I just finished the Guardian Cycle by Julia Grey, which is a series of about five books of medium length each. It's one of those series that I'm not entirely sure about. I think some parts of it were excellent, and some parts of it were awful, with very little in the middle, and even now I'm a bit unsure about which bit is which.

The series is very different from most because the lead character is a cripple, and he doesn't go around killing people. The whole plot rather tends to be driven by him talking to people and trying to convince them to do what he wants. If he fails, Very Bad Things happen and lots of people die. Equally, he tends not to be a decisive character, and never knows what to do or even why he's doing things at any moment. The approach is quite refreshing, but it does tend to be also really frustrating.
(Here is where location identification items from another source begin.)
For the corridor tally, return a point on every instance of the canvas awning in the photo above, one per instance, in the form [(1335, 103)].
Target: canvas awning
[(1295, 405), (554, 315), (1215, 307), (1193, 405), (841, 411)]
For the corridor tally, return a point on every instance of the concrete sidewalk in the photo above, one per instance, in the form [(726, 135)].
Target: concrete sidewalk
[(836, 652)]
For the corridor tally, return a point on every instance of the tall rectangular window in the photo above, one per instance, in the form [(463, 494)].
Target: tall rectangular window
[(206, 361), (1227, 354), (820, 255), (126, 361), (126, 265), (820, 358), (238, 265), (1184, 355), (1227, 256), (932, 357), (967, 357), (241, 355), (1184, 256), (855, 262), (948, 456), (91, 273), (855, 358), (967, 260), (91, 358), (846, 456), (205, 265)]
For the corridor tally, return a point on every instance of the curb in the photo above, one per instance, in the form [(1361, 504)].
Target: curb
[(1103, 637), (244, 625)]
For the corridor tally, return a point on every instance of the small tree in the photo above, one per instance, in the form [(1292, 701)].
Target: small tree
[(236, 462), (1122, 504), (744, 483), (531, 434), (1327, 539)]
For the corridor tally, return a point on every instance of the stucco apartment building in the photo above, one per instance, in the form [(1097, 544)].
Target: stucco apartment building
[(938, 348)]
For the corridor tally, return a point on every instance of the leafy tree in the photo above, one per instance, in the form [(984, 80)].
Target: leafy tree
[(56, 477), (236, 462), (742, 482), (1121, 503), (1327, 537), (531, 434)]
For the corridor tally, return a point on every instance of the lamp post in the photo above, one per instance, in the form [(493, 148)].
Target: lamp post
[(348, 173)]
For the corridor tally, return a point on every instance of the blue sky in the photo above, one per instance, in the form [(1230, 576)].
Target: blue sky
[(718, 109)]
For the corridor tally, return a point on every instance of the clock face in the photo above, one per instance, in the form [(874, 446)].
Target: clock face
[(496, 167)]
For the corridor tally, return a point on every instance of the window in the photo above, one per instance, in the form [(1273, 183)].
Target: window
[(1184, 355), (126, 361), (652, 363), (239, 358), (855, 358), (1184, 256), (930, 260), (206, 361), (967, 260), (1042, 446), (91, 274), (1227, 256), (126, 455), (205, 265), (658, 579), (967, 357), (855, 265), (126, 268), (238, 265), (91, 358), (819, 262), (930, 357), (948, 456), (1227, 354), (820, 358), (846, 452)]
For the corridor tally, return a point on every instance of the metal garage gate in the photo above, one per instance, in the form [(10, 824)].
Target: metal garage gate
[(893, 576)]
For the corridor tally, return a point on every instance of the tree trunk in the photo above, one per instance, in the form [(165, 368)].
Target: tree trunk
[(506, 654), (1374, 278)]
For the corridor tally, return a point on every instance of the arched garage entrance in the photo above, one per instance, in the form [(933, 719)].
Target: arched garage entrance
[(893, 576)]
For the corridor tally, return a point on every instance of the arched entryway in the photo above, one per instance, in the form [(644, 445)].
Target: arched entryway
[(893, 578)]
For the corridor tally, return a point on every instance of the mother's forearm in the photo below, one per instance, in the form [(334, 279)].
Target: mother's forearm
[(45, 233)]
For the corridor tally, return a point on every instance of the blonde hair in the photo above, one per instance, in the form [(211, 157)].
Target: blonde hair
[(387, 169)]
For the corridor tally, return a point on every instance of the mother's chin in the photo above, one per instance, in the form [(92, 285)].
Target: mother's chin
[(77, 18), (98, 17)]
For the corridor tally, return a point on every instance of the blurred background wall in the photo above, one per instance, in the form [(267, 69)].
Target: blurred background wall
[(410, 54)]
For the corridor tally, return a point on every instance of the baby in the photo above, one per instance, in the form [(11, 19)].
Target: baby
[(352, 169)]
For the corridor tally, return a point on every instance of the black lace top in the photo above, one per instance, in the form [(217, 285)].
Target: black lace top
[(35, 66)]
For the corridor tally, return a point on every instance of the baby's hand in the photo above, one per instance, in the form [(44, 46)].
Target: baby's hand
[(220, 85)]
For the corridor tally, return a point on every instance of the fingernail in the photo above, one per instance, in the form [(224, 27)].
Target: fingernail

The book also seems to be extremely character driven too, to the point that world building gets badly neglected. Although any location is well described, I had a complete lack of sense of place, and this did a lot to ruin parts of the books for me.

The magic system is also really confusing for me, because there doesn't seem to be one. In fact, the whole books have the feel of a no-magic fantasy land. The set-up actually starts with a very scientific astronomy system based around four moons, which is again interesting and refreshing. But then magic does crop up and it's never really described or made to make sense. It mostly tends to be about belief magic (believe something hard enough and it will come true), but then there's also psy gifts, weird water magic and one character can control the weather. The whole thing did tend to give a feeling of Deus Ex Machina to parts of the plot that magic gets involved in and I never knew when magic would come in and Make Everything Better.

I do have the strange feeling that someone who is not me, and has a different set of priorities in reading, would love this fantasy series. However, it utterly failed to do it for me.